Di seguito pubblichiamo integralmente la sua risposta.
“Dall’inizio dell’intervista al direttore Maffei si pensa che noi siamo dei romanticoni, nel senso che difendiamo a spada tratta i poveri alberi. In realtà, nel 2023 abbiamo fatto una ricerca scientifica analizzando tutti i 750 lecci, numerandoli e consegnando la relazione scientifica durante un convegno. Quella relazione è agli atti. Invece, sul portale della direzione della Reggia, nel settore trasparenza, non c’è traccia dei risultati dei professori incaricati.
La seconda ricerca scientifica è stata effettuata dal professor Gambardella, già preside della Facoltà di Architettura di Aversa e titolare della cattedra Unesco, che ha eseguito rilievi tramite droni per verificare con una tecnica particolare lo stato di salute degli alberi e successivamente ha effettuato ulteriori controlli a terra con apposita strumentazione. Siamo arrivati alla conclusione che circa cento alberi, compresi quelli più vecchi, dovevano essere abbattuti.
Per quanto riguarda la professoressa Rao, che parla di quell’albero che sta fra gli altri. In realtà, quell’albero è stato maltrattato appena piantato, non è stato innaffiato quando doveva esserlo nei momenti di massima calura e quindi non ha avuto un grande sviluppo.
Il professor Minelli sostiene che gli alberi orientati verso le vasche lo siano perché rifuggono la luce, non avendone a sufficienza a causa degli esemplari più grandi alle spalle. In realtà, sono stati potati in quel modo e si sono ammalati perché le ferite non sono mai state chiuse. Se quelle potature hanno causato le malattie e il deperimento, perché non curare gli alberi malati e lasciare in pace gli altri?

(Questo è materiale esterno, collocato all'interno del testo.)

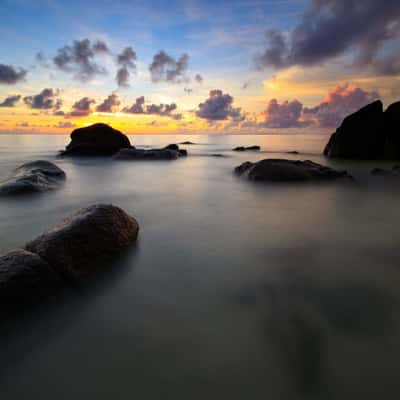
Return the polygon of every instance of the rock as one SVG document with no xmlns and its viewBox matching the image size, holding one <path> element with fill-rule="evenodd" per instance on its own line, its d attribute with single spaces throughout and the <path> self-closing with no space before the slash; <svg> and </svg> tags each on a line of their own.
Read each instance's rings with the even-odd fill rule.
<svg viewBox="0 0 400 400">
<path fill-rule="evenodd" d="M 400 160 L 400 101 L 391 104 L 384 113 L 386 160 Z"/>
<path fill-rule="evenodd" d="M 260 150 L 260 146 L 248 146 L 248 147 L 239 146 L 239 147 L 235 147 L 232 150 L 233 151 L 249 151 L 249 150 L 258 151 L 258 150 Z"/>
<path fill-rule="evenodd" d="M 176 160 L 187 156 L 187 151 L 176 144 L 170 144 L 163 149 L 122 149 L 115 156 L 116 160 Z"/>
<path fill-rule="evenodd" d="M 136 220 L 121 208 L 97 204 L 71 214 L 25 249 L 38 254 L 63 277 L 76 279 L 99 270 L 125 250 L 138 231 Z"/>
<path fill-rule="evenodd" d="M 251 181 L 304 182 L 352 179 L 346 171 L 337 171 L 309 160 L 265 159 L 255 163 L 247 161 L 236 167 L 235 172 Z"/>
<path fill-rule="evenodd" d="M 59 275 L 39 255 L 14 250 L 0 256 L 0 309 L 28 305 L 55 293 Z"/>
<path fill-rule="evenodd" d="M 286 154 L 300 154 L 300 153 L 296 150 L 292 150 L 292 151 L 288 151 Z"/>
<path fill-rule="evenodd" d="M 371 175 L 375 176 L 385 176 L 388 178 L 400 178 L 400 168 L 395 165 L 391 170 L 383 168 L 374 168 L 371 170 Z"/>
<path fill-rule="evenodd" d="M 0 195 L 54 190 L 61 186 L 65 178 L 65 172 L 49 161 L 29 162 L 18 167 L 12 178 L 0 184 Z"/>
<path fill-rule="evenodd" d="M 130 148 L 127 136 L 106 124 L 94 124 L 75 129 L 64 156 L 109 156 Z"/>
<path fill-rule="evenodd" d="M 383 112 L 377 100 L 346 117 L 330 137 L 324 154 L 359 160 L 400 159 L 400 102 Z"/>
<path fill-rule="evenodd" d="M 189 142 L 189 141 L 186 141 L 186 142 L 180 142 L 179 144 L 196 144 L 196 143 L 193 143 L 193 142 Z"/>
</svg>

Parliamo di piante sempreverdi: immaginate come siano state squilibrate nella loro fisiologia, quasi completamente defogliate. In quel lato sono state potate e per questo si protendono verso l’esterno, risultando ancora più squilibrate. Questo dimostra una mancanza di conoscenza della specie e di informazioni su come quegli alberi siano stati trattati fino adesso.
Infine, queste persone difendono strettamente i loro contratti, che sono contratti importanti dal punto di vista economico. Dal 2023 pensavamo si fossero fermati, invece no. Hanno un contratto che noi non conosciamo e, ripeto, nel portale della trasparenza del sito della direzione della Reggia non c’è nulla”.